Ms. DeBusk: Precision is important when giving any kind
of anesthetic or sedative. Without a monitoring device that measures a patient’s
individual response to sedation drugs, the clinician must rely solely on
his or her clinical skills, but runs the risk of a patient being sedated
longer than necessary or not being adequately sedated. In the ICU, sedation
without some way of monitoring the patient’s ability to be wakeful
may mask a neurologic change. There are many complications that can develop
if a patient is on continuous sedation and the care provider can’t
get an objective measure of sedative effect.
Aspect: With what other patient populations
do you find BIS to be particularly useful?
Dr. Harper: Challenging patient populations, such as trauma
patients, geriatric patients or patients with compromised cardiovascular
function. I watch the BIS very closely during operations on these patients.
There is a great deal of variability in the way patients respond to a given
amount of a drug. BIS provides objective data to help us determine appropriate
sedation to meet each patient’s needs.
Aspect: How have patients and their
families reacted to the BIS?
Dr. Harper: Patients and families are reassured when we
explain that we use the BIS. Many patients have heard about intraoperative
awareness, and they are relieved to know that we monitor for it.
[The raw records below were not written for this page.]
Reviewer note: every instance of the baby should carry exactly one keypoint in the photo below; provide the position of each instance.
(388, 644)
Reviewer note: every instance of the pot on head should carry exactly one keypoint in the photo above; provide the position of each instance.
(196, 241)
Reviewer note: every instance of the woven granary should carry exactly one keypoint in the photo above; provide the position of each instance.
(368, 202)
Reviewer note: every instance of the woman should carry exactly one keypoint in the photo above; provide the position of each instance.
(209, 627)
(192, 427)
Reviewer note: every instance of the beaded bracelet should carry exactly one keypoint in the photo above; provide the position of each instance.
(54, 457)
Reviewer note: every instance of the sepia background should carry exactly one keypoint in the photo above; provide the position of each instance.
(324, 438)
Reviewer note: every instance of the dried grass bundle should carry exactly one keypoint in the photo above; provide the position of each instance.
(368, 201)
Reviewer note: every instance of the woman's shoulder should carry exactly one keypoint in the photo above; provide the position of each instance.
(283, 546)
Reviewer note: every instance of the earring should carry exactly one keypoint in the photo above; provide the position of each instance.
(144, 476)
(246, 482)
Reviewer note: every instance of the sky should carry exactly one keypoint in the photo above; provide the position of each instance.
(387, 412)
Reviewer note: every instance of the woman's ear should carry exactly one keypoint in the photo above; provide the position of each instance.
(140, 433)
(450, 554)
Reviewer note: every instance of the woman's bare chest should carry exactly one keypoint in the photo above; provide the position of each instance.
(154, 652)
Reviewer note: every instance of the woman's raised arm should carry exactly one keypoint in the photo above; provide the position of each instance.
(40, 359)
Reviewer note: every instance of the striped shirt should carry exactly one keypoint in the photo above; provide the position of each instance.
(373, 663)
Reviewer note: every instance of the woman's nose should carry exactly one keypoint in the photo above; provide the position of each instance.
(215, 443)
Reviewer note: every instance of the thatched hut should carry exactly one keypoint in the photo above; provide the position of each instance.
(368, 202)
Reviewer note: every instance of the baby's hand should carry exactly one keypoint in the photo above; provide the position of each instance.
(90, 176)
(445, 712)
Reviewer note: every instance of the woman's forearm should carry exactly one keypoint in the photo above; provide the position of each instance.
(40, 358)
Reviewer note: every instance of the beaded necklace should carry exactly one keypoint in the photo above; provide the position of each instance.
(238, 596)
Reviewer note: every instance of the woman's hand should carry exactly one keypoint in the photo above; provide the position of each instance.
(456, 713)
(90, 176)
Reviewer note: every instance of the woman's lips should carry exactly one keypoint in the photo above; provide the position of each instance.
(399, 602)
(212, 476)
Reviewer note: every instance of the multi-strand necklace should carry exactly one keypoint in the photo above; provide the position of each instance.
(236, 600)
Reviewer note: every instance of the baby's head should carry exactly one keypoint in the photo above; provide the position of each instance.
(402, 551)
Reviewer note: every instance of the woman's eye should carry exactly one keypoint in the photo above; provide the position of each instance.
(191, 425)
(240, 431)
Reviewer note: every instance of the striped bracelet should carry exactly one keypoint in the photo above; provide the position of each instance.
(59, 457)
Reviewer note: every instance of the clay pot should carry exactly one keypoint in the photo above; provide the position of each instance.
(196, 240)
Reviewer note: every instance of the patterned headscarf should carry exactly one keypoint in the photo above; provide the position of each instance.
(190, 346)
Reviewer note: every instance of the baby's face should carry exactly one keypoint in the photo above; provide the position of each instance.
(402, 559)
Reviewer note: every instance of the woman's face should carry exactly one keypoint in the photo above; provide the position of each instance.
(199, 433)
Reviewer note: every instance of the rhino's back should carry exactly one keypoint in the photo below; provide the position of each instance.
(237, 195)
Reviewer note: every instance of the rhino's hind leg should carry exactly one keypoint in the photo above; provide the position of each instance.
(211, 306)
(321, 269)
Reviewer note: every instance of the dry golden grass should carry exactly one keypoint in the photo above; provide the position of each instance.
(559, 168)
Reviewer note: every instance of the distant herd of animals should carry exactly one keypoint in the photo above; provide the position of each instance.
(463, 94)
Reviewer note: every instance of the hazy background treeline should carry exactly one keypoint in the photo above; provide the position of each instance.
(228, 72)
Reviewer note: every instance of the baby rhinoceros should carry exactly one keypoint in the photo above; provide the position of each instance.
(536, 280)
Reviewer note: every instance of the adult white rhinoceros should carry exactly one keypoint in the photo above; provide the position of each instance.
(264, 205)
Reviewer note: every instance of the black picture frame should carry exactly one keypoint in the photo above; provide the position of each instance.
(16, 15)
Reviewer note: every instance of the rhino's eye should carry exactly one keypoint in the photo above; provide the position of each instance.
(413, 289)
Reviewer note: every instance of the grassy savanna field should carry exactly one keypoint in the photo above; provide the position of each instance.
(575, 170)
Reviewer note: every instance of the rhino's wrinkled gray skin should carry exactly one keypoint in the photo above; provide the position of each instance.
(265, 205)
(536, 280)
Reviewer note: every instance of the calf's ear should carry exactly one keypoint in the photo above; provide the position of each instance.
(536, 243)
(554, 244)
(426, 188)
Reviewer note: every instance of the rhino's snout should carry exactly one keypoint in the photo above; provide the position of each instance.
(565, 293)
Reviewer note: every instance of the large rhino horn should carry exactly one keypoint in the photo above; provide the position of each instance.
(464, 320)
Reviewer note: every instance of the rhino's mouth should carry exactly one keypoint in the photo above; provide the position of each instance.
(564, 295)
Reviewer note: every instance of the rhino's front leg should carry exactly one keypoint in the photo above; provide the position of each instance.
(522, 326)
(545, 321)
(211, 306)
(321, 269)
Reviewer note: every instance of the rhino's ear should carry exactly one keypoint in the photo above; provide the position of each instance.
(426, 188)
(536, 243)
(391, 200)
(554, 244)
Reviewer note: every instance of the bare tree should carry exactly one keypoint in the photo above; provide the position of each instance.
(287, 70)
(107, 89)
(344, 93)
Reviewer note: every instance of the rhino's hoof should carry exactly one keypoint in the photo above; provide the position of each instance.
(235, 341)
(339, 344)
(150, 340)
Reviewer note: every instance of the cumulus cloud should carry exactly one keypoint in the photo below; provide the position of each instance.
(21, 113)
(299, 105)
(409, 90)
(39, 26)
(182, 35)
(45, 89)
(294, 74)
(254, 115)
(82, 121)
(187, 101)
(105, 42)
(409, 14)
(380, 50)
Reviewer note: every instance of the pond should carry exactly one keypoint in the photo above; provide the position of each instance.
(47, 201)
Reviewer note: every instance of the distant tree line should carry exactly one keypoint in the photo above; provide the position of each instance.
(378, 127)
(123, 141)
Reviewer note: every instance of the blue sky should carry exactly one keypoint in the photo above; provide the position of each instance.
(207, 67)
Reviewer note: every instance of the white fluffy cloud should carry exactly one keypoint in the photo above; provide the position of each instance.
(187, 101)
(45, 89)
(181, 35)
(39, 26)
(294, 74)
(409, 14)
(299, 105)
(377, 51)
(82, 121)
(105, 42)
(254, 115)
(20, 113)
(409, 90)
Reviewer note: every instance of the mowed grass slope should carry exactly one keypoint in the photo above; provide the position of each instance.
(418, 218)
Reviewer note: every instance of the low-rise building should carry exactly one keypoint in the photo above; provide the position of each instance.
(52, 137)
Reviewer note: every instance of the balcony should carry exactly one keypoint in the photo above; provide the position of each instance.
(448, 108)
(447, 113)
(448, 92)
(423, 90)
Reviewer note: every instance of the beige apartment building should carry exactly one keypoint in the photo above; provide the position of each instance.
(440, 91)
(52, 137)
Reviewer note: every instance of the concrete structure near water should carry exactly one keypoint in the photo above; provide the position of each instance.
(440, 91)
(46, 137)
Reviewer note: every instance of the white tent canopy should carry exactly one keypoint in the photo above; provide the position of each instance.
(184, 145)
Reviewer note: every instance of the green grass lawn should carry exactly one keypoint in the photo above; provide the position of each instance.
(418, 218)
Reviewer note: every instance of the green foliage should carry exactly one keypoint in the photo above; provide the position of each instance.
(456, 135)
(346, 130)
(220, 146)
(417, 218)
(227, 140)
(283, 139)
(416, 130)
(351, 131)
Ms. DeBusk: We try to explain all of the monitoring devices
that families see, whether it’s a heart monitor or BIS, because critical
care is a foreign land to most. We don’t want them to be intimidated
by the equipment. Many times families focus on those monitors and they want
to ensure that their loved one is comfortable. We try to decrease some of
their anxiety by explaining what all of the equipment is for, including
the BIS. Families are reassured to know that technology is in place to ensure
that their loved ones are adequately sedated.
Aspect: Are there other hospital
environments where BIS might have value?
Dr. Harper: I think it will become valuable for conscious
sedation patients in the cath lab, endoscopy suite and radiology. It’s
not routinely used there yet but I think BIS will become helpful at these
locations because non-anesthesia providers are administering potent drugs.